Slashdot Mirror


Online Speech Indexing

Thomas Edwards from The Sync (where we host Geeks in Space) sent us an interesting site: "Speechbot" is a Compaq Research project that is indexing online radio shows. Apparently it found terms like 'Red Hat' and 'Yahoo' in past episodes of GiS. Interesting technology. Imagine when it lets me ask my TV to find me every show that mentions Sarah Michelle Gellar.

28 of 87 comments (clear)

  1. Re:Impressive...? by xyzzy · · Score: 3

    Ohoh, I've stirred up a firestorm here :-)

    Re: SQL -- it can be any SQL server, really. However, I will add that we are somewhat in bed with Microsoft on the visualization end, simply because IE5 does XML quite well (note to Mozilla people: get with the program).

    Re: Open source. Unfortunately, not up to me. Much of the technology is "open source" in the sense that papers have been published about it (not what you were looking for, I know), but we've already licensed some of the core technology to another company, and being a phone company (GTE) we consider the speech rec somewhat of a competitive advantage (wipe those Echelon thoughts out of your mind! We use it for call center and directory assistance automation! Sheesh :-)

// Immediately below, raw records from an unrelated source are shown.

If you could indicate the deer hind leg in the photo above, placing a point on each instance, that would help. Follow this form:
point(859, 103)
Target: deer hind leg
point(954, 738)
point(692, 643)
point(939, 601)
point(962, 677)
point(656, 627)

    As I posted probably about 6 months ago in a thread about speech recognition, there are some significant issues with open-sourcing beyond the recognizer code. The learning processes behind the recognition are based on a considerable amount of data for which licensing is an issue, such as CNN broadcasts. In fact, we use over 100 hours of broadcast news audio to train the system, and several million words of text for the language model. This comes to us through the Linguistic Data Consortium at the University of Pennsylvania (http://www.ldc.upenn.edu). This is an academic group set up to maintain these common train-and-test databases for researchers, and there's a fairly sizeable fee to join. They handle the intellectual property issues with the training data.

    And, unfortunately, without the training data, it's kind of hard to use the system. At least, if you want to use it on something it's not already trained on (in our case: north american broadcast news).

  2. The Remarkable Media Search by GoRK · · Score: 3

    What is particularly interesting to note is that the quality of these Internet Raido shows is generally fairly poor. The voice recognition and dictation software that I have toyed with before have always suggested using better microphones and higher sampling rates to achieve decent results. Some even claimed that low quality audio results in a severe accuracy penalty.

    It is very remarkable that this thing can index these low quality streams with the accuracy that they do! I hope that searchable media (other than text) continues to get better like this. Companies like Virage and Compaq definately deserve our support. I hope that standard interfaces appear soon.

    ~GoRK

  3. No linux? ESR is a duck? by Otto · · Score: 3

    It found no instances of the word Linux, which I found humorous.

    However, a little brain usage, search for "line" and get this:

    ... there an a to think you're doing is making good news slash my next monday's announcement makes it you can use less leonard still want to which it's tilman of the of the open sores movement I have not part of the open sewers that but why in part of the priests out their foundations giving his last line next to the flashlight next with you a while and we can end of the various duckling and in the he's serving snacks that promptly opening the top of that there is god who will bomb and the crowd is bernie this is definitely the most exciting play a thing would have to have one of I mean you for a column about how ...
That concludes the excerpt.